Conclusion. Le Tribunal déclare : Que l’accusé Schacht n’est pas coupable des crimes visés par l’Acte d’accusation ; Et ordonne : Que l’officier attaché au Tribunal prenne toutes dispositions pour que Schacht soit mis en liberté dès que l’audience sera levée.
DÖNITZ.
Dönitz est inculpé des crimes visés par les premier, deuxième et troisième chefs de l’Acte d’accusation. En 1935, il prit le commandement de la première flottille de sous-marins qui fut constituée après 1918 ; en 1936, il devint commandant en chef de l’arme sous-marine ; il fut nommé vice-amiral en 1940, amiral en 1942 et, le 30 janvier 1943, commandant en chef de la Marine allemande. Le 1er mai 1945, succédant à Hitler, il devint chef de l’État.
Crimes contre la Paix.
Il n’a pas été prouvé que Dönitz, bien qu’il eût construit et entraîné l’arme sous-marine allemande, ait participé au complot ourdi en vue de faire des guerres d’agression ou qu’il ait préparé et déclenché ces guerres. Il travaillait dans la section des opérations et s’occupait uniquement des questions tactiques. Il n’a pas assisté aux importantes conférences au cours desquelles furent exposés les plans de guerres d’agression et il n’est pas prouvé qu’il ait été au courant des décisions prises à ces conférences. Dönitz, cependant, a mené une guerre d’agression au sens que le Statut donne à ce mot. La guerre sous-marine qui a été déclenchée immédiatement après le début des hostilités, a été menée en pleine coordination avec les autres branches de la Wehrmacht ; il est clair que les sous-marins de Dönitz quoique peu nombreux à l’époque, étaient pleinement préparés à faire la guerre.

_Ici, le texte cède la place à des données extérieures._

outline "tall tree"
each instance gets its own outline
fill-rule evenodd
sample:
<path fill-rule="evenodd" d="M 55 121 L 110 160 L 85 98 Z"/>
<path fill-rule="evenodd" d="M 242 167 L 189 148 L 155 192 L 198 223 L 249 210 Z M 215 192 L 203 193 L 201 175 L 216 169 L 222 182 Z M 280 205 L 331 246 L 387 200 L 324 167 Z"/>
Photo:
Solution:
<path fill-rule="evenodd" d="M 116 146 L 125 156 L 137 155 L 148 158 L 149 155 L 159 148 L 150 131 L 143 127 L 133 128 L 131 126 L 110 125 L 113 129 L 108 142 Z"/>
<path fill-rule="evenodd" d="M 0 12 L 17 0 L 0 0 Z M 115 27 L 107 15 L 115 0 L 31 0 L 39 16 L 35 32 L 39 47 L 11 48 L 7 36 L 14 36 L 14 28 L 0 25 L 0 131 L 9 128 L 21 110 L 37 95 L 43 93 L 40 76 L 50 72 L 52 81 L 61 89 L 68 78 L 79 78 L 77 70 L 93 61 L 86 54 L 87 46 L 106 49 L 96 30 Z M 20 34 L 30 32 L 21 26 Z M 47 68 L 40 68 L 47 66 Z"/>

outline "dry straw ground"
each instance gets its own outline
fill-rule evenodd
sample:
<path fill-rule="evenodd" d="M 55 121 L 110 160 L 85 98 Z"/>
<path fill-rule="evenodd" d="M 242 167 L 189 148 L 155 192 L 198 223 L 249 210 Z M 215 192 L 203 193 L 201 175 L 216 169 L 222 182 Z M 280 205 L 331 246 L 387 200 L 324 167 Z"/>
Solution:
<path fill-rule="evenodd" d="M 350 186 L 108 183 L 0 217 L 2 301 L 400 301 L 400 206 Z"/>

Il est vrai que, jusqu’à sa nomination, le 30 janvier 1943, au poste de commandant en chef, Dönitz n’était pas un « Oberbefehlshaber » Cependant, il ne faut pas sous-estimer l’importance de sa position : il n’était pas un simple commandant d’armée ou de division. L’arme sous-marine que commandait Dönitz constituait l’élément principal de la flotte allemande. En. effet, si la flotte de haute mer a bien fait quelques raids spectaculaires, ceux-ci ont été en réalité peu importants et les coups les plus graves que les Alliés ont reçus leur ont été portés par les sous-marins ; les milliers de tonnes de navires alliés et neutres envoyés par le fond en témoignent. De cette guerrs, Dönitz était le seul responsable ; la Direction des opérations navales se réservait seulement la tâche de décider du nombre de sous-marins à affecter à chaque zone.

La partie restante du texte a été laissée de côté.